Macroeconomic Policy and Coordination Under Floating Exchange rate

• Discuss how commodity-price and policy disturbances raised inflation and unemployment in the early years of floating exchange rates (1973–1980).

• Summarize how the monetary and fiscal policies of a large country such as the United States are transmitted abroad.

• Describe the effects of the disinflationary and fiscal policies followed by the United States in the 1980s and the role of international policy coordination.

• Discuss how the world economy has performed in recent years and what lessons the post-1973 experience holds for reform of the international monetary system.

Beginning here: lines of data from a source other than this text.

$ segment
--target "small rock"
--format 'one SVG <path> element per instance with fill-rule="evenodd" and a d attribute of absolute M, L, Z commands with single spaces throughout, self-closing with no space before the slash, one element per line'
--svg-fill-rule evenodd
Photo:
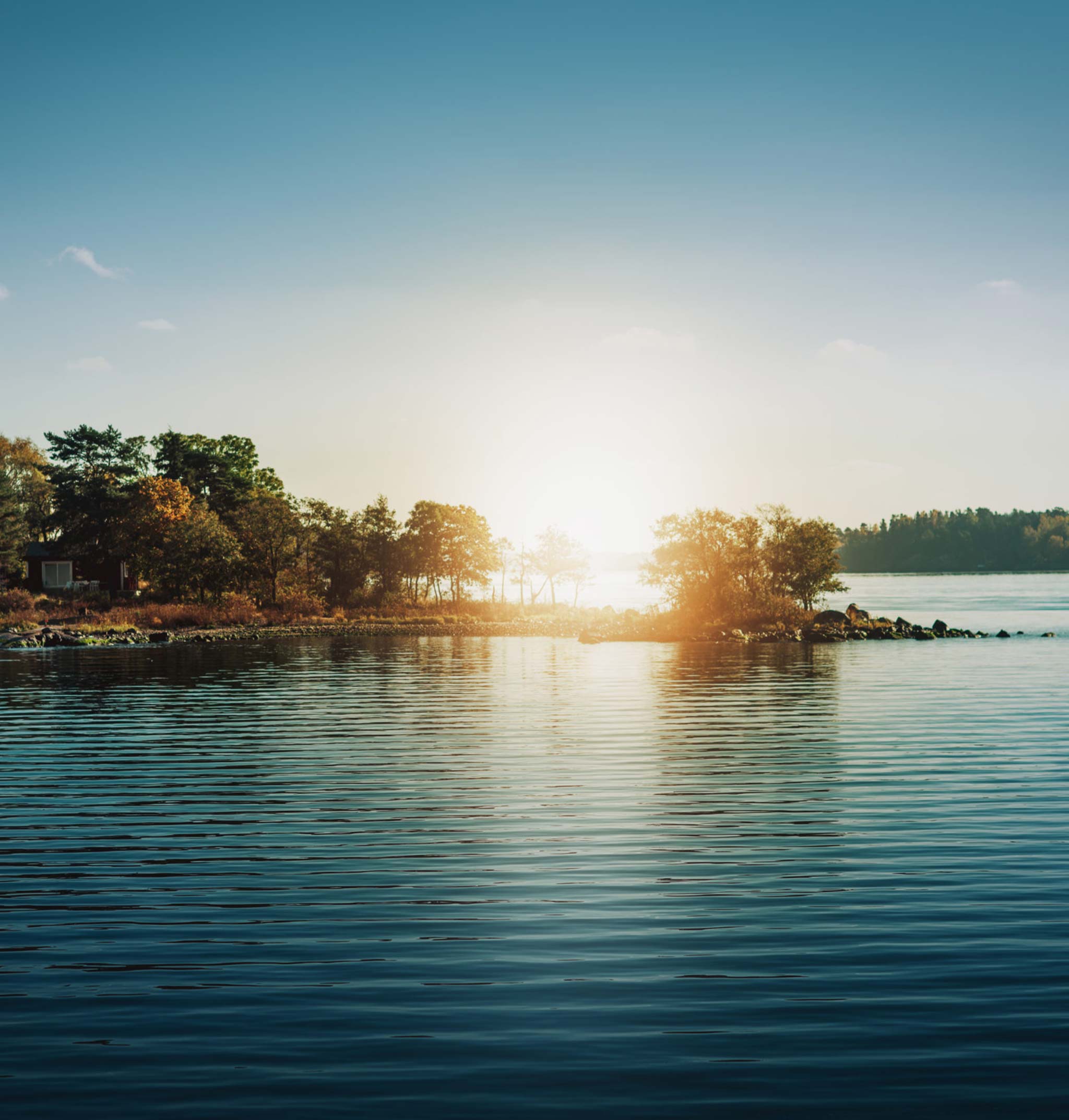
<path fill-rule="evenodd" d="M 822 610 L 813 619 L 815 626 L 845 626 L 850 618 L 842 610 Z"/>

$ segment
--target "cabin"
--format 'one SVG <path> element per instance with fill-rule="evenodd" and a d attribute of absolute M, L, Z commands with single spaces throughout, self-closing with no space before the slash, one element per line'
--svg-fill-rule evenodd
<path fill-rule="evenodd" d="M 26 586 L 35 594 L 49 591 L 107 591 L 132 595 L 138 577 L 118 557 L 103 561 L 75 556 L 62 541 L 31 541 L 24 553 Z"/>

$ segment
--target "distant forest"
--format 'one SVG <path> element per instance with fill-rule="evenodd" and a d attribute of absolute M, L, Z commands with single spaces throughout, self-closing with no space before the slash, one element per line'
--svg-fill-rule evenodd
<path fill-rule="evenodd" d="M 1069 513 L 930 510 L 842 532 L 846 571 L 1069 570 Z"/>

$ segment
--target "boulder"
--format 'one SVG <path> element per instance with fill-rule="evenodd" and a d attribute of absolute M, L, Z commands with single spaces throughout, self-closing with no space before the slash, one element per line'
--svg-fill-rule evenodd
<path fill-rule="evenodd" d="M 850 618 L 842 610 L 822 610 L 813 619 L 814 626 L 845 626 Z"/>

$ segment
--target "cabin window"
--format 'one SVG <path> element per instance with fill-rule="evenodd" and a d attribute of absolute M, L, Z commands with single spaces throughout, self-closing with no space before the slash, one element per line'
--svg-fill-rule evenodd
<path fill-rule="evenodd" d="M 69 560 L 46 560 L 40 573 L 44 587 L 66 587 L 74 579 Z"/>

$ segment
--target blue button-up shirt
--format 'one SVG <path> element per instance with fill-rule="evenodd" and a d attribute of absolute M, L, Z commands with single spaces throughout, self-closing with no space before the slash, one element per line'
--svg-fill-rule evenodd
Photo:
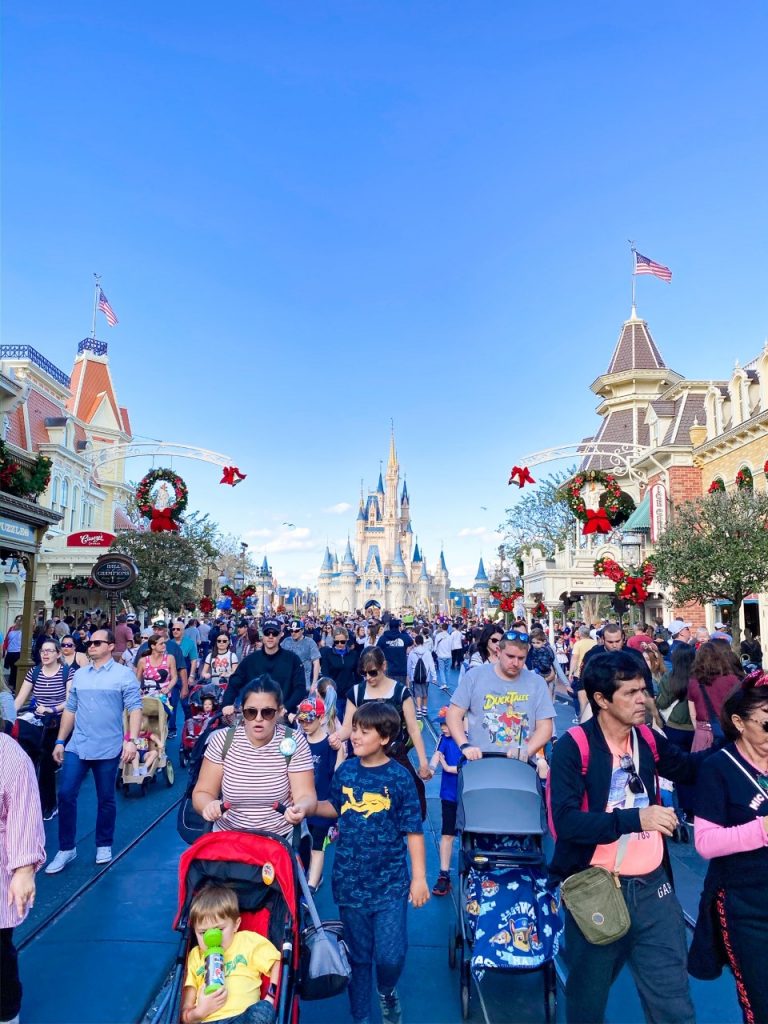
<path fill-rule="evenodd" d="M 141 710 L 141 692 L 131 670 L 111 658 L 99 669 L 78 669 L 66 707 L 76 716 L 67 750 L 83 761 L 105 761 L 122 751 L 123 712 Z"/>

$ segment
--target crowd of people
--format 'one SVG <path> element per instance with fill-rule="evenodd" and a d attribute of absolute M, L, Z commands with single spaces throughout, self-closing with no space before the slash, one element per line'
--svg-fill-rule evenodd
<path fill-rule="evenodd" d="M 117 772 L 144 761 L 144 696 L 161 702 L 169 737 L 203 697 L 204 717 L 223 717 L 191 795 L 214 830 L 303 834 L 311 892 L 324 884 L 335 840 L 332 890 L 355 1024 L 370 1019 L 372 967 L 382 1019 L 401 1020 L 407 908 L 452 891 L 460 766 L 488 752 L 529 763 L 547 792 L 550 882 L 564 893 L 568 1021 L 604 1019 L 625 963 L 647 1020 L 694 1020 L 667 850 L 669 839 L 688 841 L 691 830 L 710 869 L 690 969 L 715 977 L 728 965 L 744 1020 L 768 1020 L 758 957 L 768 903 L 752 885 L 768 846 L 768 676 L 752 636 L 736 652 L 724 624 L 711 634 L 682 618 L 630 630 L 603 621 L 550 635 L 546 624 L 522 620 L 403 624 L 373 607 L 328 620 L 157 618 L 143 629 L 126 613 L 114 631 L 101 621 L 51 621 L 36 632 L 34 667 L 14 681 L 15 647 L 6 637 L 0 710 L 8 725 L 20 716 L 37 741 L 27 748 L 30 760 L 0 735 L 3 1022 L 20 1002 L 12 929 L 34 903 L 43 820 L 57 816 L 58 849 L 45 866 L 56 874 L 78 855 L 78 795 L 92 773 L 95 862 L 110 862 Z M 430 759 L 423 730 L 435 691 L 441 707 L 435 714 L 431 701 L 439 733 Z M 560 736 L 558 702 L 572 702 L 574 714 Z M 423 821 L 425 782 L 435 772 L 441 838 L 430 888 Z M 626 933 L 605 944 L 585 933 L 569 896 L 572 881 L 594 869 L 614 876 L 629 914 Z M 201 899 L 201 921 L 220 919 L 232 926 L 230 942 L 245 941 L 226 892 Z M 251 946 L 269 974 L 270 951 Z M 184 1021 L 273 1019 L 268 992 L 252 1006 L 214 999 L 191 967 Z"/>

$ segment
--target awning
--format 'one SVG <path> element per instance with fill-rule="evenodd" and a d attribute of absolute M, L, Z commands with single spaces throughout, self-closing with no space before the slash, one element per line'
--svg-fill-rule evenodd
<path fill-rule="evenodd" d="M 638 507 L 622 525 L 623 530 L 647 529 L 650 532 L 650 490 L 645 492 L 645 497 Z"/>

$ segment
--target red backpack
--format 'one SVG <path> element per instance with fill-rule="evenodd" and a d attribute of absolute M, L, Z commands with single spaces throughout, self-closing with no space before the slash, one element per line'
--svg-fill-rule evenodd
<path fill-rule="evenodd" d="M 650 746 L 651 754 L 653 755 L 653 763 L 658 762 L 658 748 L 656 746 L 656 737 L 653 735 L 653 730 L 647 725 L 636 726 L 637 731 L 640 733 L 645 742 Z M 568 729 L 565 733 L 566 736 L 575 742 L 579 748 L 579 753 L 582 756 L 582 776 L 586 776 L 587 769 L 590 766 L 590 743 L 587 738 L 587 733 L 583 725 L 574 725 L 572 729 Z M 552 819 L 552 772 L 550 771 L 547 776 L 547 787 L 546 787 L 546 798 L 547 798 L 547 824 L 549 825 L 549 830 L 552 834 L 552 839 L 557 842 L 557 833 L 555 831 L 555 822 Z M 660 795 L 658 792 L 658 785 L 656 784 L 656 801 L 660 803 Z M 589 799 L 587 797 L 587 790 L 584 791 L 584 797 L 582 799 L 582 810 L 589 810 Z"/>

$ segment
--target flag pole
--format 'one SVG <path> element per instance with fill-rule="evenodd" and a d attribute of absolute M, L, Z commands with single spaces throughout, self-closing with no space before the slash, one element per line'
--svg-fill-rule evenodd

Under the Bretton Woods fixed-rate system, countries other than the United States had little scope to use monetary policy to attain internal and external balance. Countries could hold their dollar exchange rates fixed only if they kept the domestic interest rate in line with that of the United States. Thus, in the closing years of fixed exchange rates, central banks imposed increasingly stringent restrictions on international payments to keep control over their interest rates and money supplies. These restrictions were only partially successful in strengthening monetary policy, and they had the damaging side effect of distorting international trade

  • foreign Exchange (forex or FX) is a global market for exchanging national currencies with one another.
  • Foreign exchange venues comprise the largest securities market in the world by nominal value, with trillions of dollars changing hands each day.
  • Foreign exchange trading utilizes currency pairs, priced in terms of one versus the other.
  • Forwards and futures are another way to participate in the forex market.